[rspec-users] it "should [action] ..." vs it with an active voice
pergesu at gmail.com
Mon Nov 12 23:56:16 EST 2007
On Nov 12, 2007 8:47 PM, Pat Maddox <pergesu at gmail.com> wrote:
> On Nov 12, 2007 7:12 PM, David Chelimsky <dchelimsky at gmail.com> wrote:
> > On Nov 12, 2007 9:03 PM, Pat Maddox <pergesu at gmail.com> wrote:
> > >
> > > On 11/12/07, David Chelimsky <dchelimsky at gmail.com> wrote:
> > > > On Nov 12, 2007 8:09 PM, Pat Maddox <pergesu at gmail.com> wrote:
> > > > > The difference is that the story is an authoritative
> > > > > spec of how the system should behave, and the description has no
> > > > > authority at all.
> > > >
> > > > I don't have that sense at all. Where do you get that from?
> > >
> > > >From the belief that the customer is the ultimate authority on what it
> > > means for the system to behave acceptably, and the fact that stories
> > > are customer-facing and specs are developer-facing.

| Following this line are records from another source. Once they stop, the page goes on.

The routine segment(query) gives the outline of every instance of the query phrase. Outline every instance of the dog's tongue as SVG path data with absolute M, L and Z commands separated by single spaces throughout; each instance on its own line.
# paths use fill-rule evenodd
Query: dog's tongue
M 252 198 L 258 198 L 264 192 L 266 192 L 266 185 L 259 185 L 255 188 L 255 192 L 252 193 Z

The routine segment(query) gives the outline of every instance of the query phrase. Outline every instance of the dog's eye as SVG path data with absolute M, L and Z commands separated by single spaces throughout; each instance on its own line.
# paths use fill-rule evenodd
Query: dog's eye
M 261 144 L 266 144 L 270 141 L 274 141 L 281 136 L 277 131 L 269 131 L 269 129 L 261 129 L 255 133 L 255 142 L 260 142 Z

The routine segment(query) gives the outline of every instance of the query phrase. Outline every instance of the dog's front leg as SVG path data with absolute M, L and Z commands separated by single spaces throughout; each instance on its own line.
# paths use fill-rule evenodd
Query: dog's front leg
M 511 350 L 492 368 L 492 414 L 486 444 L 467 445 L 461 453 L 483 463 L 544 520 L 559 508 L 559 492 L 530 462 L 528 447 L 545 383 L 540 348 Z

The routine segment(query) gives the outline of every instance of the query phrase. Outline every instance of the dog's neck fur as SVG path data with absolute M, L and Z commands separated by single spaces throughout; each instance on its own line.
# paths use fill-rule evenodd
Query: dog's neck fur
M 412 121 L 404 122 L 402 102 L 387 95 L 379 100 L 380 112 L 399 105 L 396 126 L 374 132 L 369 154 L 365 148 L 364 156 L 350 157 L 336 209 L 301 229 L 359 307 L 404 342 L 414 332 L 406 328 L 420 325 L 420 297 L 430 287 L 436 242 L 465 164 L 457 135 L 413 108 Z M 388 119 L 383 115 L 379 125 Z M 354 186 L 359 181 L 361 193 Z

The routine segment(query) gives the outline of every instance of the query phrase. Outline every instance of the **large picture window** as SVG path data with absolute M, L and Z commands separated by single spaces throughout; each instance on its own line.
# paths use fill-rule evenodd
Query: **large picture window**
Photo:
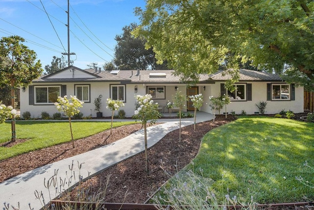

> > I totally agree that the customer is the authority - however, the
> > customer has just as much right to change her mind about a story as I
> > do about a spec! So why should stories be any more locked down than
> > specs?
> Stories represent a bridge between the customer's and the developer's
> minds, a snapshot of the shared understanding at a given point in
> time. They do not obviate the need for customer-developer
> communication. A customer should be able to change her stories as
> much as she wants, but all but the very simplest changes ought to spur
> a discussion and reevaluation of assumptions.
Also, I don't think this approach poses an obstacle to creative tools
like a Story Builder. If anything, I'd say it enhances those tools.
A customer can play with the tool and build various stories without
committing to anything, building stories and then tossing them away on
a whim. Then when she finds a few stories she likes - perhaps it's
very valuable, or 80% of the steps are already done - she can bring
them up with the developer. That would allow the customer to take a
more active role in exploring potential stories, and make more
efficient use of direct customer-developer collaboration because less
time is wasted sifting through half-hearted stories.